Jordi Salvat i Alabart wrote:

[snip]
2/ Contributions

We want to encourage the people who use JMeter to contribute. I believe the best way to do this is to make things easy for them. In my opinion, there's some technical aspects of JMeter which place a too high threshold on this. The relationship between GUI and test elements and this Avalon configuration stuff were the most important for me. Poor JavaDoc documentation is another. Absence of nightly builds is probably the worse. Even sloppy indenting contributes to the difficulties. Is there any non-technical issues we should address on this matter?
If there is not already one we should find consensus on a code styleguide. With different code formattings it is hard to colaborate in a team. I had this kind of discussion with different teams and usally you take the Sun styleguide and then it is a question of how much spaces to use for indentation and where to place opening braces, at the end of the line or the beginning of the next line. After that we could add a checkstyle target to the build file so everybody can check if the sources conform to the styleguide before committing changes to cvs.

3/ Long-term development plan

We lack a long-term development plan. JMeter is still far from being a mature product, yet its development is mainly driven by bug-fixing and small functional enhancements. At the very least, we need to agree on a loose high-level end-user requirement list [I think I already have a document of this kind somewhere -- the one I used to select JMeter among other tools quite a few months ago].
I have lots of post-it notes here on my desk with ideas for improvements and new features I collected while using JMeter, reading postings in the user list and doing the refactorings I'm working on at the moment. Here is a small selection:

- make the workbench a real workbench where you create/record and test your tests and move them to your test plan as soon as they are working. This requires the possibility to run a single samplers/controller/thread group to check if your tests are working.

- "Server Sets" - it is very annoying at the moment to run your test plan against different servers (maintain different test plans or change the server variables manually each time you run a test). Therefore Server Sets: you define a test plan-global list of servers used in your tests, e.g. HTTPServer1, HTTPServer2, FTPServer. The samplers just hold the logical name of the server to use, e. g. HTTPServer1 for a HTTP request. A server set holds the concreate configuration for each server in the list. This way it is easy to maintain different configurations of test servers and you just select the server set you wish to use in a combo box before running the tests.

- make the xml format more readable for users. Sometimes I would like to change things in the xml because it takes 10 mouse clicks in the GUI to change a http request parameter somewhere deep in the tree. And if the format is readable you could even write your test plan without the JMeter GUI by just using an xml editor. I think this would be a cool feature for the JMeter power user.
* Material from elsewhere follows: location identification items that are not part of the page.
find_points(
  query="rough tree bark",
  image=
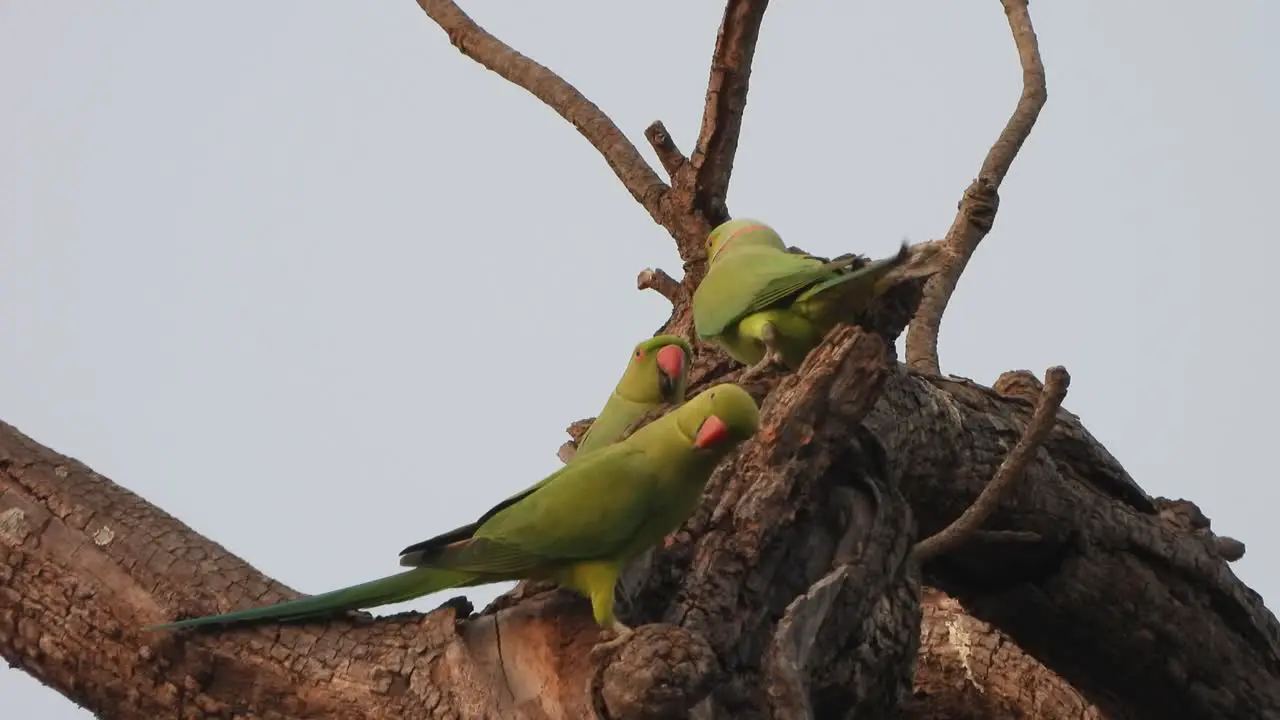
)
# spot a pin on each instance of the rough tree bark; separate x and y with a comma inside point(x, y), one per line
point(1057, 589)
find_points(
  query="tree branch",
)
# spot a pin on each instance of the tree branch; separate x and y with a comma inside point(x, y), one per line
point(977, 210)
point(1144, 618)
point(726, 100)
point(661, 282)
point(672, 159)
point(593, 123)
point(1056, 381)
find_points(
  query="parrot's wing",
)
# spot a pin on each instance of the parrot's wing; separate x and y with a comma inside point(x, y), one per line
point(590, 509)
point(750, 282)
point(415, 555)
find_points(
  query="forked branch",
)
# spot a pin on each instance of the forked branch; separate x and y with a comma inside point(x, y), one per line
point(1056, 381)
point(622, 156)
point(977, 212)
point(726, 101)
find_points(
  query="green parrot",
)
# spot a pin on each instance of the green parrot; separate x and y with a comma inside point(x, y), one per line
point(562, 529)
point(763, 304)
point(657, 374)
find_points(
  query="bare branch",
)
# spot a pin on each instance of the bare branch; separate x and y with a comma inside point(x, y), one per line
point(726, 101)
point(622, 156)
point(978, 206)
point(1056, 381)
point(672, 159)
point(662, 283)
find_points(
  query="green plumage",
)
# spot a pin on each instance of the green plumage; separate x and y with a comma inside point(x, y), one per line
point(753, 281)
point(562, 529)
point(645, 386)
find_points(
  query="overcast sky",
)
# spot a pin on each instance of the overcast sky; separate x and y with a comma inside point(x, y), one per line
point(310, 279)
- make remote testing easier to use. There are lots of postings in the user list from users who have problems to get their distributed JMeter servers up and running, and most of the problems are related to RMI and rmiregistry stuff. Perhaps we should think about not to use RMI but to do the communication between the JMeter master and the distributed agents on our own. It should be not too difficult to send serialized Java objects over a socket, and the user would just have to start JMeter in server mode. No RMI and rmiregistry he has never before heard of.